В последние дни года члены «морского союза» получили призывные повестки. Матери загрустили, отцы вели себя сдержанно, сыновья — хладнокровно и невозмутимо, как и подобает будущим морякам. Во всех повестках был указан один адрес: «Штральзунд. Первое морское подразделение. Явка 7 января 1942 года».
Бесплатную поездку в Штральзунд молодые люди решили устроить так, чтобы выкроить для себя день и провести его в Берлине. Они намеревались совершить длительную прогулку по городу в приятной компании с девушками. Однако после нескольких неуклюжих попыток найти себе подруг три друга поняли, что у них — жалких штатских типов — нет никаких шансов.

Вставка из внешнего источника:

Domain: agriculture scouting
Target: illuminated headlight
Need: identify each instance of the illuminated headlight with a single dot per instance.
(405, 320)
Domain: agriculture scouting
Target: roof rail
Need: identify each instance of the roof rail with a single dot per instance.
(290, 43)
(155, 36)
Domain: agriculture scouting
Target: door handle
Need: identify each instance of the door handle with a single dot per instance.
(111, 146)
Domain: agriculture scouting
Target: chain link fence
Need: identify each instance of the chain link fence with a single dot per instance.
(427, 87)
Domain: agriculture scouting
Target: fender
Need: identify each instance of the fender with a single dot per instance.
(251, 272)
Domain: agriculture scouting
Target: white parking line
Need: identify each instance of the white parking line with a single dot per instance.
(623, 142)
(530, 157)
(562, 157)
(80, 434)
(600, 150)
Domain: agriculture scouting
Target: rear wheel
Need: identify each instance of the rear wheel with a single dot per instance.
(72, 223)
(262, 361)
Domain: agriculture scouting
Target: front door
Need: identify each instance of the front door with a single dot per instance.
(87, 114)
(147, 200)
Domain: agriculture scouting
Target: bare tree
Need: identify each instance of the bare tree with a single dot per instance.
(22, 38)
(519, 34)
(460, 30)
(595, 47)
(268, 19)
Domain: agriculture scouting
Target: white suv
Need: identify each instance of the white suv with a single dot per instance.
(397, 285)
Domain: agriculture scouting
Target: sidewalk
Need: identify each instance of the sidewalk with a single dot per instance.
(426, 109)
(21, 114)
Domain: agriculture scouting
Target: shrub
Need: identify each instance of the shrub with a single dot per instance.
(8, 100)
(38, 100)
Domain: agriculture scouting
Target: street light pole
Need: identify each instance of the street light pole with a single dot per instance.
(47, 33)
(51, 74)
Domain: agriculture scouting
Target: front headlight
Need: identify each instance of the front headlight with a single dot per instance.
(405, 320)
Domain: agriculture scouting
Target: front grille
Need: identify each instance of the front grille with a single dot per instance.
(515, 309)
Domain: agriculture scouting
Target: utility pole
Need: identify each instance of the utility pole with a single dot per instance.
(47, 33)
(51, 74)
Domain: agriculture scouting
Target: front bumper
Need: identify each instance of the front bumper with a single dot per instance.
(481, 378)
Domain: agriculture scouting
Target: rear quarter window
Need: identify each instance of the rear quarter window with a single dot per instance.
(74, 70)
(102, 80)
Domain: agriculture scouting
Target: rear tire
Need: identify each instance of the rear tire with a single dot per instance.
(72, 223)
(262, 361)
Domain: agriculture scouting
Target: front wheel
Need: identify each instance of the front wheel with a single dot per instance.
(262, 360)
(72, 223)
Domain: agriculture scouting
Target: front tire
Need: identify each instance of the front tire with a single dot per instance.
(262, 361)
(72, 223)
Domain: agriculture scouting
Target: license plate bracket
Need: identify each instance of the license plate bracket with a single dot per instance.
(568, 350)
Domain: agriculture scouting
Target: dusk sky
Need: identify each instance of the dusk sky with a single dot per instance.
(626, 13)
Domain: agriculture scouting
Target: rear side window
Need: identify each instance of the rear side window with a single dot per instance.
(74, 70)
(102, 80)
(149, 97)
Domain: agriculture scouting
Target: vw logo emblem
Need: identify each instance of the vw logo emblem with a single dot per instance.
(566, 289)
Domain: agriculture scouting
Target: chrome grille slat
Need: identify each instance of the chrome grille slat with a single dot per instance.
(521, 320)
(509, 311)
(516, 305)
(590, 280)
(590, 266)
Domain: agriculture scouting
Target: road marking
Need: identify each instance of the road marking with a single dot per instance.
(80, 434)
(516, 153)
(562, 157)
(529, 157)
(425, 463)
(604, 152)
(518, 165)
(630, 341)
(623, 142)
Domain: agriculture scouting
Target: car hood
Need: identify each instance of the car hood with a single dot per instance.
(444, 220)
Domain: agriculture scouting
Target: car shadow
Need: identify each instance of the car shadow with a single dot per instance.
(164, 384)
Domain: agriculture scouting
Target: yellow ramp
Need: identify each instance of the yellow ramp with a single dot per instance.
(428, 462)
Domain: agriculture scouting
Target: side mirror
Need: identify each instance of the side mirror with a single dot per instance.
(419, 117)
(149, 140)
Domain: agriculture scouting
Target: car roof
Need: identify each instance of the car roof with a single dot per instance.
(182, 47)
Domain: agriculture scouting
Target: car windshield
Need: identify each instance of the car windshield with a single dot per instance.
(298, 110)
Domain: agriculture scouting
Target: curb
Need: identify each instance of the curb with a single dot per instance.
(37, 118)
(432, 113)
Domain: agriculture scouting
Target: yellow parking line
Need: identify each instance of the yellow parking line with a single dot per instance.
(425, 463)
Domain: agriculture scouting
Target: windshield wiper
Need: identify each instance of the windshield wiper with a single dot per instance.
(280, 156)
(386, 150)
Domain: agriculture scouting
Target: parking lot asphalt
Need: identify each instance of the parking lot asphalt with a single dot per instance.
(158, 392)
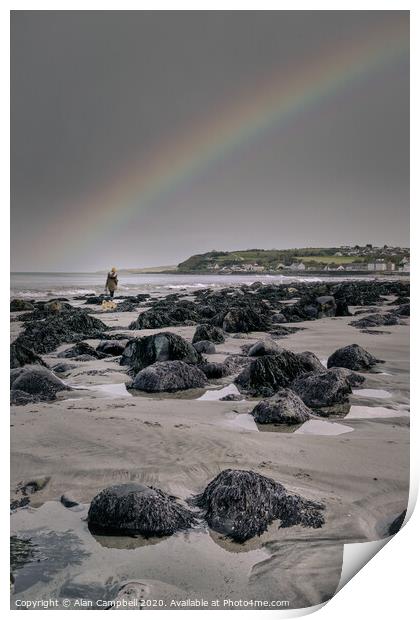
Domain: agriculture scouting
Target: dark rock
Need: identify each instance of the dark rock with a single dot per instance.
(242, 504)
(20, 305)
(82, 349)
(376, 320)
(142, 352)
(403, 310)
(269, 373)
(264, 347)
(352, 377)
(138, 509)
(214, 370)
(318, 390)
(243, 320)
(20, 355)
(396, 525)
(310, 361)
(63, 368)
(52, 330)
(169, 377)
(111, 347)
(204, 346)
(285, 407)
(19, 397)
(208, 332)
(353, 357)
(165, 314)
(232, 397)
(278, 317)
(68, 502)
(326, 306)
(40, 383)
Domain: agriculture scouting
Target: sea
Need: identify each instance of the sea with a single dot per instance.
(44, 285)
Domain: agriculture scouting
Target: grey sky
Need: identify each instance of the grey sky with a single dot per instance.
(94, 91)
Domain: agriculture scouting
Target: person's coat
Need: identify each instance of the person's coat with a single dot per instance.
(112, 282)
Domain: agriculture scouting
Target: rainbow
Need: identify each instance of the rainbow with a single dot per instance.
(247, 116)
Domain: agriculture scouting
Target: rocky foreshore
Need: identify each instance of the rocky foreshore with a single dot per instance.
(284, 358)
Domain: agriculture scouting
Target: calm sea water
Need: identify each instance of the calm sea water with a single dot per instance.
(43, 285)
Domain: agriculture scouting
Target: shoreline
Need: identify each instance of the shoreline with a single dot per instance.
(97, 436)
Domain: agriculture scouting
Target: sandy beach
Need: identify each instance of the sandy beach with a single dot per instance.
(100, 434)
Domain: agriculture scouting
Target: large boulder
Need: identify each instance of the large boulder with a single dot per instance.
(310, 361)
(208, 332)
(142, 352)
(20, 305)
(204, 346)
(326, 306)
(319, 390)
(242, 504)
(165, 314)
(402, 310)
(353, 357)
(169, 377)
(137, 509)
(214, 370)
(264, 347)
(376, 320)
(36, 381)
(244, 320)
(269, 373)
(20, 355)
(82, 350)
(285, 407)
(111, 347)
(54, 329)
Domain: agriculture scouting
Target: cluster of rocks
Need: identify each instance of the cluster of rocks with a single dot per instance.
(34, 383)
(296, 386)
(239, 504)
(263, 308)
(46, 331)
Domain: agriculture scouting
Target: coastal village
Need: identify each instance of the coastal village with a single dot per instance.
(346, 258)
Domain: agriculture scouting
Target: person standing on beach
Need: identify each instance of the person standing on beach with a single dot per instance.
(112, 282)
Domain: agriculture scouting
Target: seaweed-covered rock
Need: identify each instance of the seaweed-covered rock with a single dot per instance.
(82, 349)
(20, 355)
(142, 352)
(245, 320)
(353, 356)
(169, 377)
(54, 329)
(269, 373)
(20, 305)
(111, 347)
(326, 306)
(214, 370)
(204, 346)
(62, 368)
(38, 382)
(242, 504)
(310, 361)
(285, 407)
(352, 377)
(165, 314)
(208, 332)
(318, 390)
(376, 320)
(397, 524)
(137, 509)
(264, 347)
(402, 310)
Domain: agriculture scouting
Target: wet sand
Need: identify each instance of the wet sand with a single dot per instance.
(100, 435)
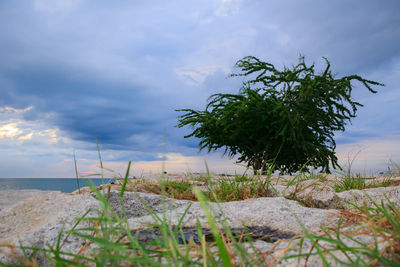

И вообще, Берлин разочаровал их. Над городом висело непроглядное серое небо. При такой погоде самая красивая улица — Унтер-ден-Линден не производила никакого впечатления, она совсем утратила свой прежний блеск. Знаменитые памятники были укрыты, музеи не работали, так как все ценные экспонаты вывезли на хранение в другие места. Следы ночных воздушных налетов ощущались повсюду. Огромные витрины были выбиты, а зияющие проемы забиты досками или картоном.
«У Кранцлера» — в знаменитом и часто рекламируемом кафе — они немного передохнули. Кофе, конечно, был суррогатный, и к каждому кофейнику подавали по две таблетки сахарина. В помещении царил собачий холод, большинство посетителей сидели в пальто. Кельнер во фраке вежливо извинялся за неудобства.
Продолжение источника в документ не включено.